Rubio, who at that time had a difficult-to-achieve “A+” rating from the unwavering gun rights activists at the National Rifle Association, has since dropped to a “B.” (The former police chief running against him, by contrast, is rated an “F” by the NRA.)
Four years on, the emotional wounds from that act of domestic terrorism are still fresh. Just last week, jurors spared shooter Nikolas Cruz the death penalty—an agonizing end to a four-month trial that featured heart-wrenching testimony from 90 survivors and replaying of video footage of the attack.
But Congress has yet to further restrict access to the weapon Cruz used—or any firearms, despite public pressure to subject buyers to universal background checks.

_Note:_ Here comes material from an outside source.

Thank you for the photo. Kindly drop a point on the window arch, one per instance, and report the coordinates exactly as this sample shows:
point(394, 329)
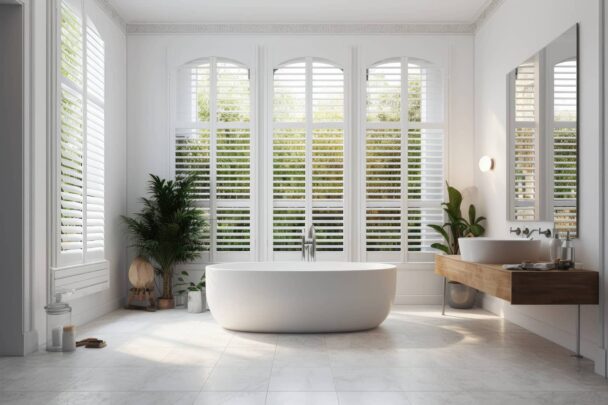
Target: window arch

And these politicians have yet to find common ground on so-called “red flag” laws that would allow judges to seize guns from people merely accused of dangerous behavior.
Tuesday night’s moderator, McDermott, brought up the Cruz trial’s recent conclusion when he asked the senator whether he stands by his promise to cut off AR-15 rifle sales to people under 21—a restriction that already exists for handguns.
“Would you still support that federal law?” McDermott asked Rubio.
“Let me tell you why that law doesn’t work, and why that proposal doesn’t work,” Rubio began, as gasps and murmurs were heard in the crowd.
Rubio then explained that instead of trying to raise the age limit, he sponsored a “red flag” law that would “allow cops to go to a judge and remove guns if they can prove you’re a danger.”
“I think the solution to this problem is to identify these people that are acting this way and stop them before they act,” Rubio said.
When the moderator pressed him to clarify whether he was reneging on his promise, Rubio fell back to what’s become a core NRA talking point: that laws are generally empty and useless.
“What makes no sense is that we’re gonna actually pass laws that only law-abiding people will follow and the criminals will continue to violate,” he said. “And these killers who are out there, if they are intent on killing as they are, they have found multiple ways of getting ahold of weapons and causing mass destruction.”
But then he also narrowed his support for red flag laws too, saying the current proposal by Democrats “allows your co-worker who has a grudge against you and can go to a judge and take away your guns.”
Demings responded with rage, raising her voice as she went.
“Every time we talk about responsible gun ownership and legislation that can help protect lives, you pull the Second Amendment out,” she said. “It has nothing to do with the Second Amendment. This is about taking dangerous guns out of the hands of dangerous people. And the overwhelming majority of people in our nation want us to do just that! How long will you watch people being gunned down in first grade, fourth grade, high school, college, church, synagogue, a grocery store, a movie theater, a mall and a nightclub—and do nothing?”